En el piso


La incomodidad parte por el estómago. Me perdí. La perdí. No está. No estuvo. Ahora camino sin rumbo. Con un destino incierto. Y vuelta entonces al sendero que tan lejos no terminó. A aquello que eternamente fue la vida. La de siempre. La real. La que no cambiará por mucho que se pida.

¡Qué historia! Cuando buscas tranquilidad los pisos candentes atormentan.

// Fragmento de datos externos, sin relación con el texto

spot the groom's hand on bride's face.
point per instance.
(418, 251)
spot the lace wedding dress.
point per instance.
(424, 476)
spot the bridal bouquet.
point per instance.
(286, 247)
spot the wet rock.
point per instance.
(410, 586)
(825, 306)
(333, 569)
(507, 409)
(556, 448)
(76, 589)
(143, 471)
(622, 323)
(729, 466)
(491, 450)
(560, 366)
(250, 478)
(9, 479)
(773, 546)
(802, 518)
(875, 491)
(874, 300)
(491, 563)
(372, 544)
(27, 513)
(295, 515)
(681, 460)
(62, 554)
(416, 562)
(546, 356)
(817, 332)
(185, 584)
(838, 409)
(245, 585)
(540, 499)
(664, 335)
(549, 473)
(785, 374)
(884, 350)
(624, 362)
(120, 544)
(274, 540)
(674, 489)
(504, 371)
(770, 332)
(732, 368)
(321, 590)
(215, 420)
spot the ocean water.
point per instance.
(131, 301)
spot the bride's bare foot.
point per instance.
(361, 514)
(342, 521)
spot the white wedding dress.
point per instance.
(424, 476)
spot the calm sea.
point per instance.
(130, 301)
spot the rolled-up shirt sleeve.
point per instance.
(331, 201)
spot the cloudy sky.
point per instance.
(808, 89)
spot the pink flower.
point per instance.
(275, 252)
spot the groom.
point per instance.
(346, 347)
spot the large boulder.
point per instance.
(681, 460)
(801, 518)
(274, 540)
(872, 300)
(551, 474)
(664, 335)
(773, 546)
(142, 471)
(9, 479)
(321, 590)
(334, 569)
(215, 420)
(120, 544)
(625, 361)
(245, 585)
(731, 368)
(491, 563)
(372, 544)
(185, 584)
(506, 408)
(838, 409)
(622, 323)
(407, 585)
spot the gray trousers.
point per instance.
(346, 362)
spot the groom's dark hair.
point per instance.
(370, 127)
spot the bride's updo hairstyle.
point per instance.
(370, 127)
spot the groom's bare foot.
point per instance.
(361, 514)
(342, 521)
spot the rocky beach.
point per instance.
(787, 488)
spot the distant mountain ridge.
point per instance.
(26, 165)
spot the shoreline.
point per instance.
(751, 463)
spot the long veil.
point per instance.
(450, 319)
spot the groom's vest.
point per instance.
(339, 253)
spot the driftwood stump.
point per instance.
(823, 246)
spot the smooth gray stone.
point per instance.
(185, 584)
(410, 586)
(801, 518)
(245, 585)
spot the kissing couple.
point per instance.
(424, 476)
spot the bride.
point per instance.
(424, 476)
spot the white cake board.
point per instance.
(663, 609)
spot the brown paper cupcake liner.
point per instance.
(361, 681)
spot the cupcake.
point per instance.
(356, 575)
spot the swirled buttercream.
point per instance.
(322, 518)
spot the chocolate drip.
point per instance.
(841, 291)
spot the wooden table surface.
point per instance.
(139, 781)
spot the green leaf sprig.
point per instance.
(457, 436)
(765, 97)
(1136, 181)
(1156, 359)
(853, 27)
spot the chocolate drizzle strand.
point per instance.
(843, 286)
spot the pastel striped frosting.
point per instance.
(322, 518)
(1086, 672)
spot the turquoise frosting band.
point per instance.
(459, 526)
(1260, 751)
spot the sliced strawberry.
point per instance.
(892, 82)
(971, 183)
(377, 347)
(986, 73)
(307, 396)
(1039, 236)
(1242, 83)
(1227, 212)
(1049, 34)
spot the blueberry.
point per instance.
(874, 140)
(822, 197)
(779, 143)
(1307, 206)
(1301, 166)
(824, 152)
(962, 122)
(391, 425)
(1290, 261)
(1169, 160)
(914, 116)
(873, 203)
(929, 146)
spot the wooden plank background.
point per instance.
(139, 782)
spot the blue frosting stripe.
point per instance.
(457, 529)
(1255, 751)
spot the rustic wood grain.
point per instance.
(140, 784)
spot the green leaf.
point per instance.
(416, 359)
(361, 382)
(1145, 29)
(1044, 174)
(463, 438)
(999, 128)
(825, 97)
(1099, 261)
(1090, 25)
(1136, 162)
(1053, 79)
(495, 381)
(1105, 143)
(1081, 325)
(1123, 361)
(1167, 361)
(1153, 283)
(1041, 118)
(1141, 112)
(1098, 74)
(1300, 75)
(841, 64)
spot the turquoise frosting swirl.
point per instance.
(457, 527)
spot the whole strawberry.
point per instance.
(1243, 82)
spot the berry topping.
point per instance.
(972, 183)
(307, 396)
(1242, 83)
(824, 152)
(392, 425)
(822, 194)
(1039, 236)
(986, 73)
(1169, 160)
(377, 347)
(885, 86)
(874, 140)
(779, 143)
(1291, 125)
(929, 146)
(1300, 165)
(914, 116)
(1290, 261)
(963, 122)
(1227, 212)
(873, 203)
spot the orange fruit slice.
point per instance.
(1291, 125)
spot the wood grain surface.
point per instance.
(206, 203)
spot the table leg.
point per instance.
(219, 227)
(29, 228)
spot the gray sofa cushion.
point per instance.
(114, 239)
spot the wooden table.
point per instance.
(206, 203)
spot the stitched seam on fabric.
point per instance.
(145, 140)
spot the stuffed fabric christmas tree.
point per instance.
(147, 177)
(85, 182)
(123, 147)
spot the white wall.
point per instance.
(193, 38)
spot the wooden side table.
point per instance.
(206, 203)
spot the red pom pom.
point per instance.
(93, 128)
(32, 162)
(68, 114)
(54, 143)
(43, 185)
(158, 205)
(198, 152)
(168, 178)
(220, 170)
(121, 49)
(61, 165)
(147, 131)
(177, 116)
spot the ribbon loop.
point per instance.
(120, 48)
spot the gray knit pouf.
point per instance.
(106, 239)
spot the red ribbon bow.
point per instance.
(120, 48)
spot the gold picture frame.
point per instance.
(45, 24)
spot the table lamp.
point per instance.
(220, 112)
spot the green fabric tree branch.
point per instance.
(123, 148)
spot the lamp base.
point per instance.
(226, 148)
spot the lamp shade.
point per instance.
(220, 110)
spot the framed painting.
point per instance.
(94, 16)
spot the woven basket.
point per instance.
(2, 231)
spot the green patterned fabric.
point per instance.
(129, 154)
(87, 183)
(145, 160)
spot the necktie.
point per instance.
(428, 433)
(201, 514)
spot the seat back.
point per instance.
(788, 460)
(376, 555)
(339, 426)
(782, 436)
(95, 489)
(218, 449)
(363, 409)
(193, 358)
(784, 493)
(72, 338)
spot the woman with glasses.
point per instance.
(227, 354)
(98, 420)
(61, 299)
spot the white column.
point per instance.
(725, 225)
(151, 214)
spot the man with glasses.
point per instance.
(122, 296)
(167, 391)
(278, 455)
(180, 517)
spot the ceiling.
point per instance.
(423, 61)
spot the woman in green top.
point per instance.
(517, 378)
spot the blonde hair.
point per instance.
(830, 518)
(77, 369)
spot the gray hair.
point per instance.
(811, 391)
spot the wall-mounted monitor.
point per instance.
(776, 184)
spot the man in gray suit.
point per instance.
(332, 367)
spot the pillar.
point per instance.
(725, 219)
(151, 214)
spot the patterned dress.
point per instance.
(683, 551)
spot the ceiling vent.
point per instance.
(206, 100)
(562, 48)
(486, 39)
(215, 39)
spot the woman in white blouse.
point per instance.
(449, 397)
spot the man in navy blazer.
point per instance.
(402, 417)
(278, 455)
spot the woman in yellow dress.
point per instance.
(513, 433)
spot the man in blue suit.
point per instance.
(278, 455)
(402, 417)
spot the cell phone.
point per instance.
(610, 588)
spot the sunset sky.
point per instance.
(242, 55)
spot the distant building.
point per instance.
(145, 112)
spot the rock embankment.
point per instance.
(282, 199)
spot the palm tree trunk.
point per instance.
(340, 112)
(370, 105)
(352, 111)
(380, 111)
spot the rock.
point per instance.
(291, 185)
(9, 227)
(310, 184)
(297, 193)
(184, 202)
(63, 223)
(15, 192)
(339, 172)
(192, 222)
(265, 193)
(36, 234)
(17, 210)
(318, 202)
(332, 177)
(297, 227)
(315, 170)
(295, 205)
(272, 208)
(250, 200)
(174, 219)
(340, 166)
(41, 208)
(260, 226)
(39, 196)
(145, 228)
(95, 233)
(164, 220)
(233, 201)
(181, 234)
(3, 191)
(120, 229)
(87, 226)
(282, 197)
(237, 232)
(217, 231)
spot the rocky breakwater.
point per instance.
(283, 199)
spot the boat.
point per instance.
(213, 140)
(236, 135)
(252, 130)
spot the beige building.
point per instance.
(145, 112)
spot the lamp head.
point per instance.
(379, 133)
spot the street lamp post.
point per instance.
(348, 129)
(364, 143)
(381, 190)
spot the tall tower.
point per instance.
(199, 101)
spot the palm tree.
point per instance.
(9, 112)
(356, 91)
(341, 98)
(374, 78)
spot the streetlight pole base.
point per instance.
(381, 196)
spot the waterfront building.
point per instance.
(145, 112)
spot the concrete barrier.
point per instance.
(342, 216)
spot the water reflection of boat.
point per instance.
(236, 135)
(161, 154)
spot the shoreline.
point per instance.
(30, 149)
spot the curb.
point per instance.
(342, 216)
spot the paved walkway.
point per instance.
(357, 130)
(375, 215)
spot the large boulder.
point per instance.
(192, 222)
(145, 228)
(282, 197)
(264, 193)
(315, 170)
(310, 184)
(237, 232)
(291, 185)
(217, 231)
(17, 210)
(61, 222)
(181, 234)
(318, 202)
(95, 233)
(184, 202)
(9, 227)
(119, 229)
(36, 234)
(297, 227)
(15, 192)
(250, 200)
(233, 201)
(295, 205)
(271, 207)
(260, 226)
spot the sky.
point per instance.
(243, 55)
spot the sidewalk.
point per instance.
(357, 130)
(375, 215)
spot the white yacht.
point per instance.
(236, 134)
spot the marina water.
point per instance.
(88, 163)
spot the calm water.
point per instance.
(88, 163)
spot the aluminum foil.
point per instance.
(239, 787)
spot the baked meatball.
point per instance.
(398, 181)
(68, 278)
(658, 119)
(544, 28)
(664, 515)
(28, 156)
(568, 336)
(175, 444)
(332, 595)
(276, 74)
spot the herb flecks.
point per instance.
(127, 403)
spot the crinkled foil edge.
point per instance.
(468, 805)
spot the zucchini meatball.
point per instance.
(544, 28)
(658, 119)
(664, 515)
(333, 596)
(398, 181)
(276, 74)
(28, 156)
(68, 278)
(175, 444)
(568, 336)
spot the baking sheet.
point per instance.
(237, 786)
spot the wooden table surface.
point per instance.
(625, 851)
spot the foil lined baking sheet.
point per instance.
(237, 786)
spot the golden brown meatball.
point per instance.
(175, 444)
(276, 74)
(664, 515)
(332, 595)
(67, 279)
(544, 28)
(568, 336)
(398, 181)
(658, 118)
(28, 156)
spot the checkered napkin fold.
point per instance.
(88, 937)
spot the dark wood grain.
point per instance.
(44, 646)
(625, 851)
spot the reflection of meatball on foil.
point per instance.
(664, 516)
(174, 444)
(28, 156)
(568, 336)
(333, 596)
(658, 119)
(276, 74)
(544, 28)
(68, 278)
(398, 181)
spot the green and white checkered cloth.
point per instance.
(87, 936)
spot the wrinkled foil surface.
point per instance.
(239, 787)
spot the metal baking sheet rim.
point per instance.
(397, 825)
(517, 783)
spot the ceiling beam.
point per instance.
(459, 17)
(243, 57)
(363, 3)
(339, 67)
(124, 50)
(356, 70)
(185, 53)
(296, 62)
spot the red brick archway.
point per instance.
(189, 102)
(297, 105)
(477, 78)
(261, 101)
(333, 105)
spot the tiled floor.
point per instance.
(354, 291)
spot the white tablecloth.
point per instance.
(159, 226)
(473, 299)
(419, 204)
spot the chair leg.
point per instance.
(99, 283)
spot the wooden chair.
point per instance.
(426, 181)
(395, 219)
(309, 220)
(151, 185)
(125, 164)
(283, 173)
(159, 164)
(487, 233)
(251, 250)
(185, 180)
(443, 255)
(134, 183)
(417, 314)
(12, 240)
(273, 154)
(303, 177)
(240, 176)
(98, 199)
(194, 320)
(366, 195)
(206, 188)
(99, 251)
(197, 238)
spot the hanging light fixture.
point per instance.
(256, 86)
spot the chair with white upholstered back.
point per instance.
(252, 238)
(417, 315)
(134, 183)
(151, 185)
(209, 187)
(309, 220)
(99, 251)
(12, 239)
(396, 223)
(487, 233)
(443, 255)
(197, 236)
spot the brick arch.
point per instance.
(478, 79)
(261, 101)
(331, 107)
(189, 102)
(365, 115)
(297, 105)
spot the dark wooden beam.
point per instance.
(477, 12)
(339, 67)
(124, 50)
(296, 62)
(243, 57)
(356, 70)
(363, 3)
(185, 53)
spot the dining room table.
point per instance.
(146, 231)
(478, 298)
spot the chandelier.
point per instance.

Las llamas mismas no te sueltan. No dejan escapar. Se aleja la sonrisa. Una persona queda confundida entre miles más.

Golpes. Insultos. Como si sentir no importara. Como si buscar y buscar no desgastara. Cansancio. Cúmulos de pensamientos que aplacan la voluntad. Los deseos de estar. De Ser en el corazón de una persona.

Y afuera la clandestinidad golpea las puertas y pide abrir las ventanas.

¿Qué hacer? ¿Lo de siempre o lo original?

¿Llevar los latidos a las montañas o vivir como en una ciudad? ¿Sin sentimientos? ¿Sin emociones? ¿Sin amor?

Intento ser de un clan. Lo prometo. Como destino sería ideal. Que importara. Que atenciones tuviera. Que no me abandonaran. Que pudiese aguantar.

Y así…

En la sangre llevo soledad. La mía y la de quienes me fabricaron. Pegada está. Como la piel a eso que es el alma. Y es frágil la necesidad. Se acobarda. Se deprime. Huye para no soportar. Para no respirar bajo el agua. Para no quemar las ganas que aún quedan de volar.

Qué difícil es portar un corazón cuando el cuerpo no lo soporta. Cuando la sangre quiere explotar. Ir y no regresar. Esparcida. Regada. Impregnada en el piso de una calle solitaria.